Coincidentally, your SELECT -- everything is ok here looks funny, since it is the first place where it is not ok.

SELECT p.*
    , u.name user_name, u.status user_status
    , c.name city_name, t.name town_name, d.name dist_name
    , pm.meta_name, pm.meta_email, pm.meta_phone
    , (SELECT concat("{", 
        '"id":"', pc.id, '",', 
        '"content":"', replace(pc.content, '"', '\\"'), '",', 
        '"date":"', pc.date, '",', 
        '"user_id":"', pcu.id, '",', 
        '"user_name":"', pcu.name, '"}"') last_comment_json 
        FROM post_comments pc 
        LEFT JOIN users pcu ON (pcu.id = pc.user_id) 
        WHERE pc.post_id = p.id
        ORDER BY pc.id DESC LIMIT 1) AS last_comment
FROM (
    SELECT id
    FROM posts p
    WHERE p.status = 'published'
    ORDER BY 
        (CASE WHEN p.created_at >= unix_timestamp(now() - INTERVAL p.reputation DAY) 
            THEN +p.reputation ELSE NULL END) DESC, 
        p.id DESC
    LIMIT 0,10
) ids
JOIN posts p ON ids.id = p.id  -- mind the join for the p data
LEFT JOIN users u ON (u.id = p.user_id)
LEFT JOIN citys c ON (c.id = p.city_id)
LEFT JOIN towns t ON (t.id = p.town_id)
LEFT JOIN dists d ON (d.id = p.dist_id)
LEFT JOIN post_metas pm ON (pm.post_id = p.id)
;

That is the first step, but even now you can see that you do not need to make these useless LEFT JOINS and json serialisations for the rows you do not need. (I skipped GROUP BY p.id, because I do not see which LEFT JOIN might result in several rows, you do not do any aggregation).

yet to write about:

  • indexes
  • reformulate CASE clause (use UNION ALL)
  • probably forcing an index


回答2:

Here's your problem:

  • "ORDER BY expression": the expression has to be computed for each row in the table, then the sort done on the whole table, then the results go through the LIMIT.
  • No index use: "ORDER BY col" when "col" is part of an index can eliminate the sort by going through the index in-order. This is very efficient when using LIMIT. However, it will not work here.

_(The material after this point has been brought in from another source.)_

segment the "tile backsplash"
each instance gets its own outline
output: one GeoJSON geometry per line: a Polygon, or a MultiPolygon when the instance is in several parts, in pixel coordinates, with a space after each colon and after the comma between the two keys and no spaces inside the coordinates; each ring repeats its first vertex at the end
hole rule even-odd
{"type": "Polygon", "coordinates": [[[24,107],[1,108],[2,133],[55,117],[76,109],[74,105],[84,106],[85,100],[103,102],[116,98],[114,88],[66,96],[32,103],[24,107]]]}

There are ways out of this mess, but you will need to tell how many different levels of "reputation" you have (like 3, or like "a lot") and how they are statistically distributed (like, 1 user with reputation 100 and the rest all have zero, or evenly distributed).

EDIT

Hmm, no information on the statistical distribution of "reputation" or its possible range of values. In this case, let's go with the blunt approach:

Let's add a column "repdate" which contains:

repdate = p.created_at + INTERVAL p.reputation DAY

This corresponds to shifting posts one day into the future for each reputation point they have. They will then sort accordingly. Adjust to taste if p.created_at is not a DATETIME.

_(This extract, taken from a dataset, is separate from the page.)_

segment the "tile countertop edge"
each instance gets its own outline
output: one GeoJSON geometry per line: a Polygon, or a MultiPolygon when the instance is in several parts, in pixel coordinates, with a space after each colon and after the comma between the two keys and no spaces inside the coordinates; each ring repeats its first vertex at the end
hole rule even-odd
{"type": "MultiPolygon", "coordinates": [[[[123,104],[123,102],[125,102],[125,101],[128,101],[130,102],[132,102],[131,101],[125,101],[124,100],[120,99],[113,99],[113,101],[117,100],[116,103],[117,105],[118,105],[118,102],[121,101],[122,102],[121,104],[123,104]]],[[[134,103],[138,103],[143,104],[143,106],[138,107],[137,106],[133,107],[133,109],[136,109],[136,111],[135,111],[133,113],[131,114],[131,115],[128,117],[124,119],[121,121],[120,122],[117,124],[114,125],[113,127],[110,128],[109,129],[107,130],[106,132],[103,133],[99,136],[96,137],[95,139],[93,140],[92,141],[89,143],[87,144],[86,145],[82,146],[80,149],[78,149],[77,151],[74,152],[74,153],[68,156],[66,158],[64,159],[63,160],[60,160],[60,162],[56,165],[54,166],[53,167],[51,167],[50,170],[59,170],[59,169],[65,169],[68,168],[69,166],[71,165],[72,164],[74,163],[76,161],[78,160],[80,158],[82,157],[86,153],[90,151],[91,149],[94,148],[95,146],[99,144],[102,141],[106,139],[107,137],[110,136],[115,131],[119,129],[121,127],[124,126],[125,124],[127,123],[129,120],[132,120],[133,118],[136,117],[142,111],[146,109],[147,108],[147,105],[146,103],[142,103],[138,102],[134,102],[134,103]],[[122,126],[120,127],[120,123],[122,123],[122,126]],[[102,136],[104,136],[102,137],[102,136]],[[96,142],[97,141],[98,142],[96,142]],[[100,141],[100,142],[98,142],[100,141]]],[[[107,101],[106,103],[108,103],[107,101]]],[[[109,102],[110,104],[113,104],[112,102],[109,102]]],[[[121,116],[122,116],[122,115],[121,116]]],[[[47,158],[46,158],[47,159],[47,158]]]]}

Now, we can simply "ORDER BY repdate DESC" and with an index on it, it will be fast.



回答3:

Perhaps an index with columns: id, reputation, created_at could help to speed up a bit, That would be the easiest solution, if you did not try that yet. The DBMS would not have to read so much data, to calculate the offset, limit - affected records.



回答4:

select * 
from (
  SELECT -- everything is ok here
  , CASE 
      WHEN p.created_at >= unix_timestamp(now() - INTERVAL p.reputation DAY) 
        THEN + p.reputation ELSE NULL END order_col
  FROM posts AS p
  WHERE p.status = 'published' -- the only thing for filter
  LIMIT 0,10 -- limit provided as well
) a
ORDER BY 
    a.order_col desc
    ,a.id DESC


回答5:

  • Inflate-deflate -- LEFT JOIN inflates the number of rows, GROUP BY then deflates. The inflated number of rows is costly. Instead, focus on getting the ids for the desired rows before doing any JOINing. With luck, you can get rid of the GROUP BY.

  • WP schema -- This is an EAV schema which sucks when it comes to performance and scaling.

  • What indexes do you have? See this for how to improve the meta table.

  • Complex ORDER BY. This leads to gathering all the rows (after filtering) before sorting and doing the LIMIT. Rethink the ORDER BY clause, if possible.

After you have done what you can with my suggestions, start another Question to continue the refinement. Be sure to include EXPLAIN SELECT ... and SHOW CREATE TABLE.